If all pushed events (both normal and chained) were processed in the order in which they are pushed, the following would happen:
State | Event / Transition | Root cause |
---|---|---|
ONE _WAY | LIE received, push LIE _RECEIVED event | LIE message receipt |
ONE _WAY | Timer expires, push TIMER _TICK event | Timer expiry |
ONE _WAY | LIE _RECEIVED [ONE _WAY] > process _lie, NEW _NEIGHBOR [None] | LIE message receipt |
ONE _WAY | TIMER _TICK [ONE _WAY] > SEND _LIE [None] | Timer expiry |
ONE _WAY | NEW _NEIGHBOR [ONE _WAY] > SEND _LIE [TWO _WAY] | LIE message receipt |
TWO _WAY | SEND _LIE [TWO _WAY] > send _lie [None] | Timer expiry |
Note that the events and transitions which are the result of the LIE message receipt are interleaved with the event and transitions which are the result of the timer expiry.
In particular, note that the timer expired in state ONE _WAY, but the corresponding send _lie action happens in the TWO _WAY state. In this particular example, it doesn’t matter that much, but one can imagine FSMs where it would be disastrous is an event leads to a sequence of actions where some actions are execute in one state and other actions are executed in another state.
With the new rule of always finishing chained actions before considering the next normal action, we get the following sequence of events:
State | Type event | Event / Transition | Root cause |
---|---|---|---|
ONE _WAY | N/A | LIE received, push LIE _RECEIVED event | LIE message receipt |
ONE _WAY | N/A | Timer expires, push TIMER _TICK event | Timer expiry |
ONE _WAY | Normal | LIE _RECEIVED [ONE _WAY] > process _lie, NEW _NEIGHBOR [None] | LIE message receipt |
ONE _WAY | Chained | NEW _NEIGHBOR [ONE _WAY] > SEND _LIE [TWO _WAY] | LIE message receipt |
TWO _WAY | Normal | TIMER _TICK [TWO _WAY] > SEND _LIE [None] | Timer expiry |
TWO _WAY | Chained | SEND _LIE [TWO _WAY] > send _lie [None] | Timer expiry |
Not only does this rule avoid hypothetical incorrect behavior, it is also much easier to understand and hence debug.

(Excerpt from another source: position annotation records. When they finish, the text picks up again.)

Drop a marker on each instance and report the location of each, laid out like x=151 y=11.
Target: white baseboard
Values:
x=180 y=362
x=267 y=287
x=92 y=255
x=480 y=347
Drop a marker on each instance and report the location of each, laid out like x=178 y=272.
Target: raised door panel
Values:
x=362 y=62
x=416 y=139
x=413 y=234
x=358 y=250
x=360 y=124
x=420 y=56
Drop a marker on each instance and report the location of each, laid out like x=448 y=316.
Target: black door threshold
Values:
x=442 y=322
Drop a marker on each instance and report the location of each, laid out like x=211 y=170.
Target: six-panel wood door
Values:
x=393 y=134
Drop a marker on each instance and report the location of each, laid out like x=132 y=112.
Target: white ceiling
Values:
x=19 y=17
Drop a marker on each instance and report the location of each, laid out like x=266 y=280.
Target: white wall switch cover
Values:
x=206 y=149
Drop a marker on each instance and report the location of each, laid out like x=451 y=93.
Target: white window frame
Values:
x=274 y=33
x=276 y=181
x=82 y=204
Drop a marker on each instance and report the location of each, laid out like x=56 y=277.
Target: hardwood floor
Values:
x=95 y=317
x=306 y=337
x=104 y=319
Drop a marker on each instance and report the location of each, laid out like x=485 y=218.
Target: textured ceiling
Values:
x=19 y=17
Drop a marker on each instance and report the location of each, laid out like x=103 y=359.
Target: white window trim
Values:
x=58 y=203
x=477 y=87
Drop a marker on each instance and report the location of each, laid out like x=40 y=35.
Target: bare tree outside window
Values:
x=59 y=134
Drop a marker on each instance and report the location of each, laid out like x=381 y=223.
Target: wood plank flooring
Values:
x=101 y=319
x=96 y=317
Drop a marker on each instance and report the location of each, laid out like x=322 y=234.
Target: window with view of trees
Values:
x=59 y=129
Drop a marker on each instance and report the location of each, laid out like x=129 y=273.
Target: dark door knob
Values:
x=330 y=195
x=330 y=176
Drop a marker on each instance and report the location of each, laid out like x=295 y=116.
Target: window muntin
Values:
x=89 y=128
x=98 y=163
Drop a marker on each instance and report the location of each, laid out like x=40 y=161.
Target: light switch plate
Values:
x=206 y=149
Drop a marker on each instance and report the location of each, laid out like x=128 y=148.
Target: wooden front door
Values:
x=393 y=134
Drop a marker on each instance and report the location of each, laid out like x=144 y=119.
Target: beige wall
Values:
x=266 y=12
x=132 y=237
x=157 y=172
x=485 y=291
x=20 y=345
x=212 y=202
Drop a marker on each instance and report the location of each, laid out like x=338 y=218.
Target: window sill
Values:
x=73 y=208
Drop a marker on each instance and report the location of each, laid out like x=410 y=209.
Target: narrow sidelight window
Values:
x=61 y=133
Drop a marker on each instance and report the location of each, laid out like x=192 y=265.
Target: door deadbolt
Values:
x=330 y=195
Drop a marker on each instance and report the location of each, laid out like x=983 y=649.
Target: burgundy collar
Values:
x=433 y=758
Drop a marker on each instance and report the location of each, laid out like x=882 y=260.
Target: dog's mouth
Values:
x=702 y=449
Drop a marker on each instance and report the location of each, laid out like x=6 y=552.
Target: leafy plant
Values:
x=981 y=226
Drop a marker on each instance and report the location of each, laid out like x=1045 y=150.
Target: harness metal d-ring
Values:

PRZ 8/18 Comment: We discussed that out today on the bug section.
Start and stop flooding actions
I added a state entry action for LIE FSM state THREE_WAY: action_start_flooding.
Once we are in state THREE_WAY, we know the unicast address of the neighbor and we can start sending and receiving flooding-related messages (i.e. TIE packets, TIDE packets, and TIRE packets).
Similarly, when we exit state THREE_WAY we execute action action_stop_flooding: flush the LSDB and stop sending and receiving flooding-related messages.
The latter required the introduction of the concept of state exit actions in the FSM framework.